# Wild have- what's it doing?



## jen74145 (Oct 31, 2006)

The house we are renting has a hive in the wall. Prop mgmt company owns it and has no interest in removing them. Bee people will have to cut into the house to remove and can't without owners okay. We're leaving in a couple months so I'm just done fighting about it. 

Anyway. They swarmed and split a week ago. Today, another swarm, this time at the entrance to the hive rather than an adjacent tree. 

I'm hoping against reason that they're abandoning ship but, well. Theories?


----------



## thekibblegoddes (Jun 24, 2014)

Nope, they are not abandoning ship. Your healthy hive is throwing swarms. That's what healthy hives do.
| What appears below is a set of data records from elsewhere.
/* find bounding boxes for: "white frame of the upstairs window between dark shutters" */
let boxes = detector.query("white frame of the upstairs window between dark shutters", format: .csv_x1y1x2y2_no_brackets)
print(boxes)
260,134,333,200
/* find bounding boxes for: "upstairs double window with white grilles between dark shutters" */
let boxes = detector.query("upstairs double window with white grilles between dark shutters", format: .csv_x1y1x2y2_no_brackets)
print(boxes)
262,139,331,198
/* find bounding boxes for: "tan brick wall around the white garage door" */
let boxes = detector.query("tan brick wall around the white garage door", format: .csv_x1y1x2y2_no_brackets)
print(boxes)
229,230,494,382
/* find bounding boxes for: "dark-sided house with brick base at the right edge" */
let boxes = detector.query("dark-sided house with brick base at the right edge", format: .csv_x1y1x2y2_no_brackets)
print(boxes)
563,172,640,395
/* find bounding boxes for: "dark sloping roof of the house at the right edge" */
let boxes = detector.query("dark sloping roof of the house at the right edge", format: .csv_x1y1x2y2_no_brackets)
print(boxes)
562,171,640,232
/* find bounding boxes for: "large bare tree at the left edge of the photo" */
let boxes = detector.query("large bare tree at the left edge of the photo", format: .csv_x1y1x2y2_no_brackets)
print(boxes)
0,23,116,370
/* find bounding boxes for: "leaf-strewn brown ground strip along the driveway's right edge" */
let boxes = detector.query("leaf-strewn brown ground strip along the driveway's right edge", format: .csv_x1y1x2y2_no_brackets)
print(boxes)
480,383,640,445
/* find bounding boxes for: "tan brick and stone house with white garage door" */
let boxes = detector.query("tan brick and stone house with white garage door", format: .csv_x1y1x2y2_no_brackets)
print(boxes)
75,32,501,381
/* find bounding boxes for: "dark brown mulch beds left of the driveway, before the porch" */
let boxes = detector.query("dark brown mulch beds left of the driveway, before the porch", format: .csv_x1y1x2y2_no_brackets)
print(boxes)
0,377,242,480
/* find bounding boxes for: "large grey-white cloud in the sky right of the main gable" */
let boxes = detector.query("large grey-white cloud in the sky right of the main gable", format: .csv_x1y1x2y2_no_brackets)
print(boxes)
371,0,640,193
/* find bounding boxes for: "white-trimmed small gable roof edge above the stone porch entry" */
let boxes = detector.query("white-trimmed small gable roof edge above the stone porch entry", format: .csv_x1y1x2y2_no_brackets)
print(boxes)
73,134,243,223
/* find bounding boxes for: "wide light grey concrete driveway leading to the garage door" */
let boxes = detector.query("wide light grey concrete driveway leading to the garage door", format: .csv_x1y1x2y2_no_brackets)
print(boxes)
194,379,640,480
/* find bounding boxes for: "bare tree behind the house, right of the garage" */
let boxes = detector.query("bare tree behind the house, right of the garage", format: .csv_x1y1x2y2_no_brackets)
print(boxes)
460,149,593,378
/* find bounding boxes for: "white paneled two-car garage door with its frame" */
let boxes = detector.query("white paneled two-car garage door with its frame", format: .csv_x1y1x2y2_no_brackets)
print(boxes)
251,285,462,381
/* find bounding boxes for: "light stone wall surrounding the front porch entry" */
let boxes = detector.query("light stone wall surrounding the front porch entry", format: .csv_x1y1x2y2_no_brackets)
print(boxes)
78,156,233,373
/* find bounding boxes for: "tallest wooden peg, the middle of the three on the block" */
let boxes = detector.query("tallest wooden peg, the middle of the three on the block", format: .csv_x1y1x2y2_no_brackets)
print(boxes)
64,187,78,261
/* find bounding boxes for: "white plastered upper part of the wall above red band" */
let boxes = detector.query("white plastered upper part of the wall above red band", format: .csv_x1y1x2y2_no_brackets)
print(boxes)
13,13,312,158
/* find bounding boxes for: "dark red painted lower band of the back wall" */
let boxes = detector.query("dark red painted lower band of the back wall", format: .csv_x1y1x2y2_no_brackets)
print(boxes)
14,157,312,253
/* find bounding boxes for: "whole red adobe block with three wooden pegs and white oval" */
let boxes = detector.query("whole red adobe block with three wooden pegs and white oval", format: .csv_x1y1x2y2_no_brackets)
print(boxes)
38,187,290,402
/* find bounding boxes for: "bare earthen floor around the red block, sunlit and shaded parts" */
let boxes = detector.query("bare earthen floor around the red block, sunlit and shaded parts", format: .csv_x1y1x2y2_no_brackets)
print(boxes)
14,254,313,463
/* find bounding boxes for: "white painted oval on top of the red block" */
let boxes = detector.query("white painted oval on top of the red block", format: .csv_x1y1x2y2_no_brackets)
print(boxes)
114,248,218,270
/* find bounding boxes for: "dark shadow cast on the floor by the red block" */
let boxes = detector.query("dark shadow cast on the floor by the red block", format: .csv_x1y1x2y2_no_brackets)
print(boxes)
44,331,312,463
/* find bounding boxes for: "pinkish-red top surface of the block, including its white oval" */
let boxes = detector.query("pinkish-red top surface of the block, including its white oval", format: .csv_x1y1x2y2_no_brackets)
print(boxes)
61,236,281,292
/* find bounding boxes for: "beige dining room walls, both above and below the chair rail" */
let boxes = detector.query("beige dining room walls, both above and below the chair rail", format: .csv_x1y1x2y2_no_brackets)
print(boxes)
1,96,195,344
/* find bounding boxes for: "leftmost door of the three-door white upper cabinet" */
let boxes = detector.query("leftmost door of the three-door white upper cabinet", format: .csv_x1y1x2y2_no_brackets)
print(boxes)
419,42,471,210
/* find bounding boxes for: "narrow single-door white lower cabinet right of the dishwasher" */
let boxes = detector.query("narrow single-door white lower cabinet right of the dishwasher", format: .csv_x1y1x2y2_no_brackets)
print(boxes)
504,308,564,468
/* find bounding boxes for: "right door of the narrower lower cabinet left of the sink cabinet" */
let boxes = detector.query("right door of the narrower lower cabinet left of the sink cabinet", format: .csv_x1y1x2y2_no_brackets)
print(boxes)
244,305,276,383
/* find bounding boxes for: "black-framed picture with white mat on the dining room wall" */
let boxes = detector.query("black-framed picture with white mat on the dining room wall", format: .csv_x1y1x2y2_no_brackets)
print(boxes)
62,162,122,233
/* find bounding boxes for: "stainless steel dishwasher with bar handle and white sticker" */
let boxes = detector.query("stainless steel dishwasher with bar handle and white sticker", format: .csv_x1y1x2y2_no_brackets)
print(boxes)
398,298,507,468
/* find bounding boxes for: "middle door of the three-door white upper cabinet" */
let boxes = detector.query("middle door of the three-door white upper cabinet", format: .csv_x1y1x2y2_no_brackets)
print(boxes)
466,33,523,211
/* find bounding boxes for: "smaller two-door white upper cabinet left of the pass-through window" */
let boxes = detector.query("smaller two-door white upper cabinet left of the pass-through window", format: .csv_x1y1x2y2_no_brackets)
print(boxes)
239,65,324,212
Perhaps your local beekeeper could explain to the property management company just how much damage a hive in a wall can do to a house? If for some reason the bees should die, all that honey and wax will melt and start dripping down the inside of the wall, attracting ants, wasps, and any creature that likes sweet. And wax moths, a pest of bees, eat wood. Quite a bit of wood if there is an infestation.


----------



## Terri (May 10, 2002)

thekibblegoddes said:


> Nope, they are not abandoning ship. Your healthy hive is throwing swarms. That's what healthy hives do. Perhaps your local beekeeper could explain to the property management company just how much damage a hive in a wall can do to a house? If for some reason the bees should die, all that honey and wax will melt and start dripping down the inside of the wall, attracting ants, wasps, and any creature that likes sweet. And wax moths, a pest of bees, eat wood. Quite a bit of wood if there is an infestation.


This.

Though I would add cockroaches and mice to the list of what likes sweets. NOT a pretty picture!


----------



## thericeguy (Jan 3, 2016)

I am rather surprised a managemeny company would respond this way. Along with physical damage, there are potential liability issues. If you move out, it will be unrentsble as is, so they will be forced to deal with it eventually anyway. 

Lots of downside with zero upside. Are they a slumlord or something?

Try and get the govt involved if you can afford the risk of being found financially responsible for removal. Crazy situation IMHO.


----------



## Iddee (Sep 25, 2005)

There is no reason to cut the house. Show your local beekeeper this link.

http://www.worldwidebeekeeping.com/forum/index.php/topic,29.0.html

PS. I know of 2 houses in town here that have had bees in them off and on for 30 plus years. Neither house has any structural damage. Bees do no damage to the house. The only time you will have a rotting honey mess is when the bees are poisoned or die suddenly from a similar cause. If they die naturally, the honey will be used up before they are gone.

Small Hive beetle infestation excluded.


----------